新卒後ろ倒しの就活解禁、内定のデッドラインはいつ頃?
1.スケジュール変更とマーケット感(今年はさらに企業の採用意欲が旺盛に)
2016年春卒業予定者の採用活動が3月1日に解禁となり、大学生らの就職活動が本格的に始まりました。今年からスケジュールが大きく変わり、これまで4月だった選考解禁は8月に繰り下がります。就活生の皆さんは、企業の選考がいつ頃始まって、いつ頃内定が出始めるのか、といった「実際のところ」が気になることでしょう。そこで、私が所属する株式会社ディスコの企業調査や学生調査の結果を基に、内定出しのタイミングをシミュレートしたいと思います。

まず押さえておきたいのはマーケット感です。当社の調査では採用数を増やすという企業は5年連続で増えています。特にここ1~2年は人手不足感から企業の採用意欲は非常に高く、マーケット全体を見れば売り手市場と言えます。

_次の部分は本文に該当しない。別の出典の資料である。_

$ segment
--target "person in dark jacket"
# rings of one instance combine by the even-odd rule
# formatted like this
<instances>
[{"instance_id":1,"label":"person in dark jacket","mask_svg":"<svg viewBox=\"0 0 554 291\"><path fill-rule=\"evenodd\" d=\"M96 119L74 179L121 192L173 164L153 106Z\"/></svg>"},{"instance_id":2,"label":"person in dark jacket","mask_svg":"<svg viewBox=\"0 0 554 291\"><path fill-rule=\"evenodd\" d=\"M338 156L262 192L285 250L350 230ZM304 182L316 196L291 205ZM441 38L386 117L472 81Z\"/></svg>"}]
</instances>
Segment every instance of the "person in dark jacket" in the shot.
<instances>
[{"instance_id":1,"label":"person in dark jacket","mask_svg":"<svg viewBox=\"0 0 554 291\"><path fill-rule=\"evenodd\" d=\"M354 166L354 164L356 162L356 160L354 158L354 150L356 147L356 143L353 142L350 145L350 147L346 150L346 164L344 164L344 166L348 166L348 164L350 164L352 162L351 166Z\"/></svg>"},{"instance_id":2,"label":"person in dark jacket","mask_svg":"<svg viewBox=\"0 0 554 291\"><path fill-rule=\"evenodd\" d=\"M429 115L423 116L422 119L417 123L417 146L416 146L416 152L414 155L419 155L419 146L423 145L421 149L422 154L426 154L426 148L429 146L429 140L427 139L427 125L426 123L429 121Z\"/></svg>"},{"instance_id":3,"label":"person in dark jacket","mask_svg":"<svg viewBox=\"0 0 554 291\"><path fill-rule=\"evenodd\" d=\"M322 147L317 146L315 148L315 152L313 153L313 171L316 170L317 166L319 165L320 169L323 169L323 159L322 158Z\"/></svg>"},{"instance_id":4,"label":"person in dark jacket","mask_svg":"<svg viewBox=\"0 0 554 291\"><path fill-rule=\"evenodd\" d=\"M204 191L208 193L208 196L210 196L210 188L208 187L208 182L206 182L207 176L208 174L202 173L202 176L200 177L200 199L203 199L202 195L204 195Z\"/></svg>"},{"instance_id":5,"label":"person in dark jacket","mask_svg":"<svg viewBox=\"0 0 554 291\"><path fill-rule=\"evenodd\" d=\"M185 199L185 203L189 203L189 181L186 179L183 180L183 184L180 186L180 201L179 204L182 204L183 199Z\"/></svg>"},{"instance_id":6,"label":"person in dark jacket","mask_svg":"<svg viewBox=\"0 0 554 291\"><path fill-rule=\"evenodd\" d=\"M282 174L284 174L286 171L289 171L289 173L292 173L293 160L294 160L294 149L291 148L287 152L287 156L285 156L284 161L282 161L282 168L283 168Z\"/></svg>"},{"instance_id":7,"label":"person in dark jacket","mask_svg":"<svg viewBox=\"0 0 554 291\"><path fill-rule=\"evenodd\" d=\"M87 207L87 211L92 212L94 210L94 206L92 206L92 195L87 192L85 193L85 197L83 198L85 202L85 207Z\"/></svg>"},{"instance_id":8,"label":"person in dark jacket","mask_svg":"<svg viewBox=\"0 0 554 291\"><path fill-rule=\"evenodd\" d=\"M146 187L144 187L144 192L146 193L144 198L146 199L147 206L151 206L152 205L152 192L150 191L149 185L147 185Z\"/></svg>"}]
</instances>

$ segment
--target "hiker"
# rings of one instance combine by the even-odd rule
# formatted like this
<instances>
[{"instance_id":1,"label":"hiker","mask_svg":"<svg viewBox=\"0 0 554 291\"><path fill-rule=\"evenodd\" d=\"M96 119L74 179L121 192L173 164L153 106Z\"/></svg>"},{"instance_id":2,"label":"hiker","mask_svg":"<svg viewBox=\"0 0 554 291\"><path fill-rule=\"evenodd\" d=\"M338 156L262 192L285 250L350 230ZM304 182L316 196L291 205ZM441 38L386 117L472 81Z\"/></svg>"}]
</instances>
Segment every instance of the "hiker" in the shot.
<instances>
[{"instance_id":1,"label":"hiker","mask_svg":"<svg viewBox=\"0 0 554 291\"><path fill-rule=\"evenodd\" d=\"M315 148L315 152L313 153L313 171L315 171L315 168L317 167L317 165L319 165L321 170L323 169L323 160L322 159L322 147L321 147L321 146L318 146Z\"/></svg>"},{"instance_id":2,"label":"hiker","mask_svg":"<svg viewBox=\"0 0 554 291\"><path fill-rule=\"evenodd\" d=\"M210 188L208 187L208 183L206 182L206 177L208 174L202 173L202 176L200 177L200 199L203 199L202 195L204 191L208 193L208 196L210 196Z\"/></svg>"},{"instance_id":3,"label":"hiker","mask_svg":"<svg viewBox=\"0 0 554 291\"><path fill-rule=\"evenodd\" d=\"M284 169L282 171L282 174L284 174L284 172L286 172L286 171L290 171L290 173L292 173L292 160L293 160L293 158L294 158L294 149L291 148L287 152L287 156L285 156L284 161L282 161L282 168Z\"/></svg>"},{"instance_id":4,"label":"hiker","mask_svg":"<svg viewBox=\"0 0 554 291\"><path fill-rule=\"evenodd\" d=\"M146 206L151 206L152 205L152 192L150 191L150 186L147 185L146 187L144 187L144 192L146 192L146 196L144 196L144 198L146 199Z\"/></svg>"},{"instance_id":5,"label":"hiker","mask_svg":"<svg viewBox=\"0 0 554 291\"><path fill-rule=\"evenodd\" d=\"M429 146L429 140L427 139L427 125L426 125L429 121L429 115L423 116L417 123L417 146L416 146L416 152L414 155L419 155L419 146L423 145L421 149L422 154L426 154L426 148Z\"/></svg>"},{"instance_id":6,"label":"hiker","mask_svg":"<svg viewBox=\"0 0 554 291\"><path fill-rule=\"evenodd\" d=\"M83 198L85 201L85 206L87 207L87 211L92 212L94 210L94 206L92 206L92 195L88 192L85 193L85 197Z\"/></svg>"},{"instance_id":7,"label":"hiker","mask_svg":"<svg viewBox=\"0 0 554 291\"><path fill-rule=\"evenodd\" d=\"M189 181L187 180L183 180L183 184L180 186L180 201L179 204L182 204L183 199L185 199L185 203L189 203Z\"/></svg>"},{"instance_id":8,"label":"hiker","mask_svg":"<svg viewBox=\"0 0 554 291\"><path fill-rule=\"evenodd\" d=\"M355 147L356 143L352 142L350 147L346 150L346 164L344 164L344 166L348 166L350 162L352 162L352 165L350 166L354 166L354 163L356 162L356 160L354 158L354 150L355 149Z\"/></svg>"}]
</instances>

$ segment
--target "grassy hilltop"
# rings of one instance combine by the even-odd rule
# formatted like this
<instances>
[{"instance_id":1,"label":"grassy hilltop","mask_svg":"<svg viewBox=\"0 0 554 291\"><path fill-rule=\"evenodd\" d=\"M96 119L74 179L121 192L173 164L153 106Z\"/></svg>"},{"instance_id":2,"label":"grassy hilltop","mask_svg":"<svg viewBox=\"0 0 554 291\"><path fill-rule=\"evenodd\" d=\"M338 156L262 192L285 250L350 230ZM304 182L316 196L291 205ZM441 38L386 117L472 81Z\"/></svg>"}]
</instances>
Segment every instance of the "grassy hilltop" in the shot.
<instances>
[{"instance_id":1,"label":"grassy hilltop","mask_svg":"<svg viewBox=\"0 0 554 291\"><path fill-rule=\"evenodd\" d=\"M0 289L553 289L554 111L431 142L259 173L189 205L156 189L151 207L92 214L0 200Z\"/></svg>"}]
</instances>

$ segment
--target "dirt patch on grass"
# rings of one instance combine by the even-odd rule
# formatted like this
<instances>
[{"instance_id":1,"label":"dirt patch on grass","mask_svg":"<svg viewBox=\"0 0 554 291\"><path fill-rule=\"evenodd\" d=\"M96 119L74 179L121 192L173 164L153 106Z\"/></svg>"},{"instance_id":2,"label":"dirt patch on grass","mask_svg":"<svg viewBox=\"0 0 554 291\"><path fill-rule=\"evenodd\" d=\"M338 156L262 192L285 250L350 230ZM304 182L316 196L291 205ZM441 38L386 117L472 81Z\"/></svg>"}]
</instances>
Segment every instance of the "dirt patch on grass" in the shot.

ただ、そこに大幅なスケジュール変更が加わり、「スケジュールに合わせて時期を遅くしたら予定数を採りきれないのでは」と不安感を募らせる企業が非常に増えています。企業側にも戸惑いがあり、他社の動きを見ながら臨機応変に進めざるを得ない。そして学生の側は、その企業の模索に合わせて動かないといけないので、そういう意味では非常に難易度の高い就職戦線です。
2.企業の選考スケジュールはこう変わる(今までとは違う選考スケジュール)
3月に入った途端、就職情報会社主催の合同企業説明会や、学内セミナーが真っ盛りです。そうした場では、どうしても社名を聞いたことのある大手企業に足が向いてしまいますよね。でも、皆がそうした大手企業に入れるわけではありません。各社が就活シーズンに発表する就職人気ランキングの上位100社を見てみると、採用人数の合計は多くても3万人程度です。就活生は60万人を超えるので、単純に割ってみても競争率が20倍という、とても狭き門なのです。
昨年までは、大手企業の多くは4月に面接を開始しました。就活生はまず大手の選考を受け、思うような結果が得られなかったら5月に準大手や中堅企業に目を向け始める。そこでも自分に合う企業に出合えなかったら6月、7月と、10月の正式内定までにはチャンスがたくさんありました。ところが、今年は大手企業の選考は8月です。もしもそこで内定を得られなかった場合、10月までに残された時間はわずかです。

大手の選考が終わってからでは遅い──そう考えるのは企業側も同じです。当社の調査では、中堅中小企業を中心に、8月より前に選考を始めるケースが多くなる見込みで、中でも4月や5月に面接を開始すると回答した企業が目立ちました。3月に入ってからの直近の企業動向を見ていると、準備が思ったようにできず4月の開始は難しいという声もありますが、それでも6月には中堅中小企業の内定出しが一山ありそうです。そして、大手企業の内定ラッシュが8月から始まり、一段落した9月以降に、再度募集を掛けるというのが今年の大まかな流れでしょう。
3.就活成功に向けて(就活成功に向けた心構え)
実際、就活真っ最中の学生と話していると、どうやらこんな考えを持っているようです。とりあえず興味のある業界、企業の中で選考が早い企業の内定を1、2社もらっておいて、その上で本命である大手企業の8月選考に臨みたい──そう考えている学生さんが少なくないようです。8月の選考はどの会社も面接が集中し、選考が進めば進むほど面接の日程が重なるケースが増えると予想され、うまくスケジュールを立てることがかなり難しくなってきます。それに対して、企業研究をしながら、どの企業を優先し、どの企業は諦めるといった優先順位を整理しておく必要があるでしょう。
8月にだけ照準を合わせてきてしまうと、8月終わってみれば、結果的に内定がゼロだったという方も出てくるでしょう。その場合でも9月以降も募集を行う企業は、まだまだたくさんあるはずです。社名を初めて聞く企業ばかりといったケースも考えられますが、気持ちを切り替えて臨んでください。それまでの業界研究、企業研究がきっと役に立つはずです。繰り返しになりますが、マーケット自体は売り手市場なので、スケジュールが大きく変わっても学生にとってはチャンスの多い年なのです。
最後に一言。卒業後3年以内は新卒扱いをしてもらえるからと、進路を決めないまま安易に卒業してしまう、来年頑張るから就職浪人しようという考えは、とても危険です。内定ラッシュを過ぎて友達が次々に就活を終えるようになると、続けるのがしんどくなってきますが、3月の卒業まで採用活動する企業も増えてきています。諦めずに就職先を見つけられるよう、今のうちから色々な業界・企業を見てほしいと思います。